Having the two layers be “just python” is great since people know python, but I
think unnecessary two have two layers ("evaluating macros" and "evaluating rule
impls") that are almost exactly the same, and I think making them interact via
return values rather than via a global namespace of programmatically-constructed
strings would make it easier to follow.

With Mill, I’m trying to collapse Bazel’s Python layer 1 & 2 into just 1 layer
of Scala, and have it define it’s dependency graph/hierarchy by returning
values, rather than by calling global-side-effecting APIs I've had trouble
trying to teach people how-to-bazel at work, and am pretty sure we can make
something that's easier to use

### Scala.Rx

Mill's "direct-style" applicative syntax is inspired by my old
[Scala.Rx](https://github.com/lihaoyi/scala.rx) project.

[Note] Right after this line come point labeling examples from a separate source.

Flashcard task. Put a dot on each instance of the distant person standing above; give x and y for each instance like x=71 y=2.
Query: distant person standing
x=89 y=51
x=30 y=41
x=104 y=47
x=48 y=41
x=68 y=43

While there are
differences (Mill captures the dependency graph lexically using Macros, Scala.Rx
captures it at runtime, they are pretty similar.

The end-goal is the same: to write code in a "direct style" and have it
automatically "lifted" into a dependency graph, which you can introspect and use
for incremental updates at runtime.

### CBT

Mill looks a lot like [CBT](https://github.com/cvogt/cbt). The inheritance based
model for customizing `Module`s/`ScalaModule`s comes straight from there, as
does the "command line path matches Scala selector path" idea. Most other things
are different though: the reified dependency graph, the execution model, the
caching module all follow Bazel more than they do CBT


## Mill Goals and Roadmap

The end goal of the Mill project is to develop a new Scala build tool to replace
SBT. Mill should satisfy most of the current use cases for SBT's functionality,
but hopefully needing much fewer features and much less complexity to do so. We
take inspiration from SBT, Make, Bazel, and many other existing build tools and
libraries.

The immediate goal of Mill is to be feature-complete enough to:

- Sustain it's own development, without needing SBT
- Start porting over existing open-source Scala library builds from SBT to Mill

https://github.com/lihaoyi/mill/issues/2 would kick off the process porting
`com.lihaoyi:acyclic`'s build to Mill, and from there we can flesh out the
missing features needed to port other builds: Scala.js support, Scala-Native
support, etc..

As the maintainer of many open-source libraries, all of the `com.lihaoyi`
libraries are fair game to be ported.

Once a fair number of libraries have been ported, Mill should be in good enough
shape to release to the public, and we can try getting more people in the
community-at-large on board trying out Mill. This should hopefully happen by the
end of 2017.

Until then, let's keep Mill private. If someone wants to poke their nose in and
see what's going on, we should expect them to contribute code!